Un estudio publicado en la revista Science señala que el virus SARS CoV-2 se propaga por medio de aerosoles -y no solo por gotas-, exhalados por los individuos contagiados, por lo que debe reconocerse como un factor de propagación de la enfermedad a través del aire, por lo que es esencial que se introduzcan medidas generalizadas en la población, como el uso universal de mascarillas para reducir la transmisión, reportó la investigadora Kimberly A. Prather del Instituto de Oceanografía Scripps de la Universidad de San Diego, California.

“Una gran proporción de la propagación de la enfermedad por covid-19 parece estar ocurriendo a través de la transmisión por el aire de aerosoles producidos por individuos asintomáticos durante la respiración y el habla. Los aerosoles pueden acumularse, permanecer infecciosos en el aire interior durante horas y ser fácilmente inhalados profundamente en los pulmones. Para que la sociedad reanude (sus actividades), se deben implementar medidas diseñadas para reducir la transmisión de aerosoles, incluido el enmascaramiento universal y las pruebas regulares y generalizadas para identificar y aislar a los individuos asintomáticos infectados”, indica el estudio.
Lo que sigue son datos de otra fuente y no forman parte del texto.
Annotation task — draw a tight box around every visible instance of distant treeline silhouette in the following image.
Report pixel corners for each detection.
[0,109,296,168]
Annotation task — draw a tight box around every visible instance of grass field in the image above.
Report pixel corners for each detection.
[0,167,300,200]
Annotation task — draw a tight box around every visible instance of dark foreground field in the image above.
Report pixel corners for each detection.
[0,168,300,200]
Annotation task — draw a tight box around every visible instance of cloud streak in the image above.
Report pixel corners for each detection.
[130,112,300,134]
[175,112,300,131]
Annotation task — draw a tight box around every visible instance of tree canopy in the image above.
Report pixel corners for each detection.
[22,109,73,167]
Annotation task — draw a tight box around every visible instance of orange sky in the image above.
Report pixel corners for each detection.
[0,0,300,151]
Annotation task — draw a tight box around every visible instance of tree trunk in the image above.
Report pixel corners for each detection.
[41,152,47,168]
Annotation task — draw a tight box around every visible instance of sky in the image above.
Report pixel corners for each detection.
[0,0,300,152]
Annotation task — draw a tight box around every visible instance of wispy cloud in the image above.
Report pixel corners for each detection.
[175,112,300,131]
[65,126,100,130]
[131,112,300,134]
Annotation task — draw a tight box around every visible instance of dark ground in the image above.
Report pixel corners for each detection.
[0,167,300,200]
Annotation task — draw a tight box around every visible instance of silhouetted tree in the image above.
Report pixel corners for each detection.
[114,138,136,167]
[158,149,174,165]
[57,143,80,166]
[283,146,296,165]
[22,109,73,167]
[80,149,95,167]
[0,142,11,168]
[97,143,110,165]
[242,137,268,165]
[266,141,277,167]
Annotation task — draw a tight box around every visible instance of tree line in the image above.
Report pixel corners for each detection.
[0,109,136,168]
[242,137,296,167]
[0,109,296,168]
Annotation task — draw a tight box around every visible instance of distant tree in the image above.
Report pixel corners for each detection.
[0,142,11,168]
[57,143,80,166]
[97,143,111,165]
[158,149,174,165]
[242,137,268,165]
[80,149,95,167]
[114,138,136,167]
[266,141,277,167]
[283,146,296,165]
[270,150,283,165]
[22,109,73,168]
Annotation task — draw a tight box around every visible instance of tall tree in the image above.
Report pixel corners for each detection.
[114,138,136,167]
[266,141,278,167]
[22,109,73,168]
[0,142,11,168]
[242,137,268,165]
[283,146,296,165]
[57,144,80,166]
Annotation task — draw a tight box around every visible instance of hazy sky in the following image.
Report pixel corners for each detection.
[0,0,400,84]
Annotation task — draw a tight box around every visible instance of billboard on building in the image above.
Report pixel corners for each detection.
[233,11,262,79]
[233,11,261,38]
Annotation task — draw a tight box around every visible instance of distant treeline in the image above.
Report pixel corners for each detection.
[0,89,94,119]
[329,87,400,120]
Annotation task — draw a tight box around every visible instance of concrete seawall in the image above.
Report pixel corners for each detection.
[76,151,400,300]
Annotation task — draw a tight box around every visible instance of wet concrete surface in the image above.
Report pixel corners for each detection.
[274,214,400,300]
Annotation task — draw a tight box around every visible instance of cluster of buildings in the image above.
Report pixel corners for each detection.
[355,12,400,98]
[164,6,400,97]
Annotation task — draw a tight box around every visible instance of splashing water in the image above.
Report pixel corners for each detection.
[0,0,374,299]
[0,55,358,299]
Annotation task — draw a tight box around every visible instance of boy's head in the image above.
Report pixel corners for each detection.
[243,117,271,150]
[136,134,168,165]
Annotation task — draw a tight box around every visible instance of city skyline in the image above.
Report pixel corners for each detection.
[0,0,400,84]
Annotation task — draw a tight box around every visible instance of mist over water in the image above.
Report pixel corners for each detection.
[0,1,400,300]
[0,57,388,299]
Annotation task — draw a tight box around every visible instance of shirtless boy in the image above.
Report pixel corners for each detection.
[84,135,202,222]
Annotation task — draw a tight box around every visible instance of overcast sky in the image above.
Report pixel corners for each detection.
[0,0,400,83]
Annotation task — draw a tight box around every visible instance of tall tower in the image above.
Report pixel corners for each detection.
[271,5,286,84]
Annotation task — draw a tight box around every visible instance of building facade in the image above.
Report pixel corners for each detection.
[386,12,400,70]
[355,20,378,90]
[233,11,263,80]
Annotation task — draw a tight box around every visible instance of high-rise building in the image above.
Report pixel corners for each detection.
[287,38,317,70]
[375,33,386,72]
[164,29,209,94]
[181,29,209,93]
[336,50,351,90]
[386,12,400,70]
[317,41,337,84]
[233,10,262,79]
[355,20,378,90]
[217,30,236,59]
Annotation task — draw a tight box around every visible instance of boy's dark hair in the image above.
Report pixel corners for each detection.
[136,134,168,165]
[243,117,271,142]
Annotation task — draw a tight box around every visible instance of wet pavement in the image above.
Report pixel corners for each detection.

De acuerdo con el estudio, los seres humanos producimos gotas y aerosoles respiratorios que oscilan entre 0.1 y 1000 micrómetros (μm), las gotas que son de mayor tamaño caen más rápido al suelo “contaminando las superficies y conduciendo a la transmisión por contacto”. Mientras que los aerosoles que son más pequeños se evaporarán más rápido de lo que pueden asentarse, “son flotantes y, por lo tanto, pueden verse afectados por las corrientes de aire, que pueden transportarlos a distancias más largas”.

“Por lo tanto, hay dos vías principales de transmisión del virus respiratorio: contacto directo o indirecto entre personas y con superficies contaminadas, e inhalación en el aire”, sostiene el estudio.

Además, detalla que en el caso del SARS CoV-2, los aerosoles que contienen virus submicrónicos se transfieran profundamente a la región alveolar de los pulmones, donde las respuestas inmunes parecen ser temporalmente desviadas. El virus puede extenderse rápidamente a la faringe, desde la cual puede desprenderse antes de que la respuesta inmune innata se active y produzca síntomas, por lo que para cuando se presentan los síntomas, el paciente ha transmitido el virus sin saberlo. De ahí, la urgencia de que se utilicen cubrebocas de manera generalizada y no solo por parte de los enfermos confirmados.

“La evidencia sugiere que el SARS-CoV-2 se propaga silenciosamente en aerosoles exhalados por individuos infectados altamente contagiosos sin síntomas. Debido a su tamaño más pequeño, los aerosoles pueden conducir a una mayor gravedad de covid-19 porque los aerosoles que contienen virus penetran más profundamente en los pulmones”, indica el estudio.

En ese sentido, sostiene que las mascarillas o cubrebocas proporcionan una barrera crítica, reduciendo la cantidad de virus infecciosos en el aliento exhalado, especialmente de personas asintomáticas y aquellas con síntomas leves; al mismo tiempo, también protegen a las personas no infectadas de los aerosoles de SARS-CoV-2.

La investigación concluye que es particularmente importante usar máscaras en lugares con condiciones que pueden acumular altas concentraciones de virus, como entornos de atención médica, aviones, restaurantes y otros lugares abarrotados con ventilación reducida. Además, señala que la eficacia de la filtración de aerosoles las mascarillas caseras es similar al las máscaras médicas, cuando se ajustan adecuadamente, “por lo tanto, la opción de enmascaramiento universal ya no se ve frenada por la escasez.”